D’Onur Özer, nous étaient déjà parvenues les promesses d’un Red cabaret EP, marquées de chaudes levées organiques, cordes pincées et frottées jamais entendues au delà des frontières d’Istanbul. Dans le même esprit, Kasmir se veut l’interface pure de deux mondes qui s’ignorent : le traditionnel et le club. De jour, ce sont ainsi les choeurs mystiques qui se confondent dans la liquidité de percussions orientales, respirations dub et tintements de piano (Eclipse). A contrario de nuit, les étoiles sont voilées par d’épais aquariums de fumées rouges, entre lesquels se dégagent quelques pulsations en infra, pour prendre au bassin, agresser et détruire la pensée à renforts de synths stab et cuivres assassins (Innervoice). Le fort d’Onur Özer : écraser des matières rebattues avec une sensibilité autre que la rigidité techno des motors de Detroit -ici des toms moites frappent en souplesse à côté des articulations 4/4, les carillons survolent un horizon désert de mélodies, chargé en atmosphères de plomb et traînées de sables aveuglantes (Sahara).

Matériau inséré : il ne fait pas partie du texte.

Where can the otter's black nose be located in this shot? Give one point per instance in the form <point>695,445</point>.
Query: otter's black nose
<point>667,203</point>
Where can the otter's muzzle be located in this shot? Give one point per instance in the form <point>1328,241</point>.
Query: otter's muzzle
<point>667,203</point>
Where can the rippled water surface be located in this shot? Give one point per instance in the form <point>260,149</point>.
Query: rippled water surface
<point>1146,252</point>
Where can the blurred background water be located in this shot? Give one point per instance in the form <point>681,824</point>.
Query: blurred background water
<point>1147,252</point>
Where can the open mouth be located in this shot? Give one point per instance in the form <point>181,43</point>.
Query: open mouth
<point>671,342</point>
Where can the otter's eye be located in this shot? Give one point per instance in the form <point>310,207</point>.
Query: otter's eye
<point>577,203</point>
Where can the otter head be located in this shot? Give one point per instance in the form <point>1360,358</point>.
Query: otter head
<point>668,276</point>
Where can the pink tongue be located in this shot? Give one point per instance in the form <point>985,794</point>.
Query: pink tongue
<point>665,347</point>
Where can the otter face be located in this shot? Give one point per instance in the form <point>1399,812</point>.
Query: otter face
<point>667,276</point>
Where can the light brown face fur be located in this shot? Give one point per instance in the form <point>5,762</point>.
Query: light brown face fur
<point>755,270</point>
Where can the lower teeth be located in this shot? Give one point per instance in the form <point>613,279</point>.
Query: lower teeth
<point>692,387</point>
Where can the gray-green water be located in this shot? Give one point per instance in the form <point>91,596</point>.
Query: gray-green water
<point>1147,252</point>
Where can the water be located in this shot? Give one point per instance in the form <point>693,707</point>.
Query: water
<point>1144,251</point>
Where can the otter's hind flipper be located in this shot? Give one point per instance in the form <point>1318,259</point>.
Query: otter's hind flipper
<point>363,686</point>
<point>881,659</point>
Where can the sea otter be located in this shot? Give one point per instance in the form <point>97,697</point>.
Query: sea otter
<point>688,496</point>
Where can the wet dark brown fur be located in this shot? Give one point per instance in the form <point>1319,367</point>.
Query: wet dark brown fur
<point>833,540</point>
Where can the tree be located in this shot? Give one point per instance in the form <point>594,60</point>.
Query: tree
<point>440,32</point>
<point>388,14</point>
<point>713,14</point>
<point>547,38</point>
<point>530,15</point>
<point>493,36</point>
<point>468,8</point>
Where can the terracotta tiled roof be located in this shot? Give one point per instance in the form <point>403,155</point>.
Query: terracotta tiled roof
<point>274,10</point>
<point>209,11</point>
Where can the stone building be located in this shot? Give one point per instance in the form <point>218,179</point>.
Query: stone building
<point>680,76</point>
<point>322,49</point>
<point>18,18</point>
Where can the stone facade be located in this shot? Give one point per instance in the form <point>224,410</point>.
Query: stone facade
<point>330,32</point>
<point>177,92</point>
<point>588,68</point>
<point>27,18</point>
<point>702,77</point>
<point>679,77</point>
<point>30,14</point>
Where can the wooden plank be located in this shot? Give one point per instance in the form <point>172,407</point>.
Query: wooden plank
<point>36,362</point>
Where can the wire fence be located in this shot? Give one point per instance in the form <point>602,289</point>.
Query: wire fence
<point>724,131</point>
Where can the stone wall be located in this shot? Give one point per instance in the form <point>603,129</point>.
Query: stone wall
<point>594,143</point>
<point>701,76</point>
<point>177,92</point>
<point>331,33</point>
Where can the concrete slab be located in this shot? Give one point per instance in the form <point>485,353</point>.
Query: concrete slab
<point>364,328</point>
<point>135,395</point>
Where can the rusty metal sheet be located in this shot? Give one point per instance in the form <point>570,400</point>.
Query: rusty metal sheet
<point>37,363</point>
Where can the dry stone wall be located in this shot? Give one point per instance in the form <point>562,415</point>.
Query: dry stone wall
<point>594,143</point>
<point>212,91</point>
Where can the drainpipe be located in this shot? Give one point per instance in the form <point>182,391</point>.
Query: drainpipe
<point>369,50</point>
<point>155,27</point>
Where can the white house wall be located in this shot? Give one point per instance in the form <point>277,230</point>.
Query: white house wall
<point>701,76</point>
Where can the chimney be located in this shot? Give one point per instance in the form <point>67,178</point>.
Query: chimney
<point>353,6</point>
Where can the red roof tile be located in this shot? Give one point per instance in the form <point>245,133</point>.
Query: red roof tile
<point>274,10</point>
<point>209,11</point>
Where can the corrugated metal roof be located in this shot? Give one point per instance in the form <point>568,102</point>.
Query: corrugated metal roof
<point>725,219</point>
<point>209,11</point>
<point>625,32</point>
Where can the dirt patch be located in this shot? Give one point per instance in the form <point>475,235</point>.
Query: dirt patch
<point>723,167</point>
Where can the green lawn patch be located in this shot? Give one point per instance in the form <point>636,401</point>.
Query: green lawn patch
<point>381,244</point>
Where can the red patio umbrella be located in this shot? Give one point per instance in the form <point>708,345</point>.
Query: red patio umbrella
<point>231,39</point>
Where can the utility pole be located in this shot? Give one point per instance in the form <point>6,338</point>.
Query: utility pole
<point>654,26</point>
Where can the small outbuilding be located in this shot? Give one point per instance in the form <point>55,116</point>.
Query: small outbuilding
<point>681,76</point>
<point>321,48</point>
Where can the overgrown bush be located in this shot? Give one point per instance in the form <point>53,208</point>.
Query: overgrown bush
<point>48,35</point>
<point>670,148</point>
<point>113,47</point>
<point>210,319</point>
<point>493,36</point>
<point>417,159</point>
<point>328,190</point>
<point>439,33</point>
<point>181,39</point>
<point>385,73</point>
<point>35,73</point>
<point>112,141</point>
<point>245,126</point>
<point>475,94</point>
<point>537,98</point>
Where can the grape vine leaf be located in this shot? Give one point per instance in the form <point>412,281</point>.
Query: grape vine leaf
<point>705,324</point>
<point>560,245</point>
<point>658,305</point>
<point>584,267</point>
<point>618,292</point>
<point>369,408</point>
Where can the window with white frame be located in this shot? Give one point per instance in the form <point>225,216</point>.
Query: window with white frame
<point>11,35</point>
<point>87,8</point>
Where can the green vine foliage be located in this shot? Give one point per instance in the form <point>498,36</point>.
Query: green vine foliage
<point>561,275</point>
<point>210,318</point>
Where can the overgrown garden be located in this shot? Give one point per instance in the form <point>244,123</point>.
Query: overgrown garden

A l’autre bout de la planète, Steven Ford aka Bruno Pronsato s’est pareillement élevé au delà du Seattle pour touristes et de ses guitares bûcheronnes pour en extraire un langage neuf, de monstruosités volées au savant Rakjö Muller et râles de créatures sous acide. Why cant’ we be like us ? interroge sur l’écoute de soi, la différence, et le rapport aux autres – rappelant en cela au souvenir du mal-être adolescent des 90’s, pour le moral dans les chaussures (At home I’m a tourist), et l’oreille aux superpositions de guitares compressées. La différence étant qu’aujourd’hui la torture s’applique aux percussions: éjectés tout autour de micro motifs house, quelques tortueux labyrinthes de blips aquatiques et tubulaires font leur chemin sur des fingerclaps et escalades de toms africains (Gato y medio). D’autres pièces mutantes, comme An ill collage, multiplient les petits bruits d’égout avant de se fondre en d’improbables arpèges nocturnes. What we wish fait réciter le désabus d’une femme (Te Gusta / I wish), sur quelques accords de pianos qui bouclent comme un disque rayé. Et toujours, à chaque nouveau numéro de piste, une même douleur profonde à admirer les agencements spectaculaires de sons inconfortables (ces pianos qui jouent faux, cordes de basse fracturées et houles de sonars filtrés) sur un groove increvable.
Why can’t we be like us ? est presque en cela un disque de monstres, une galerie d’anomalies génétiques dont l’étrangeté fascine autant après la quinzième écoute, mais dont il faut également entendre le râle poignant de créature bien vivante, et le coeur battre sous une poitrine artificielle. Vous verrez au sortir des clubs, un peu comme un mauvais cauchemar dont on a le souvenir un lendemain matin, vous en échapperez terrifié et meurtri.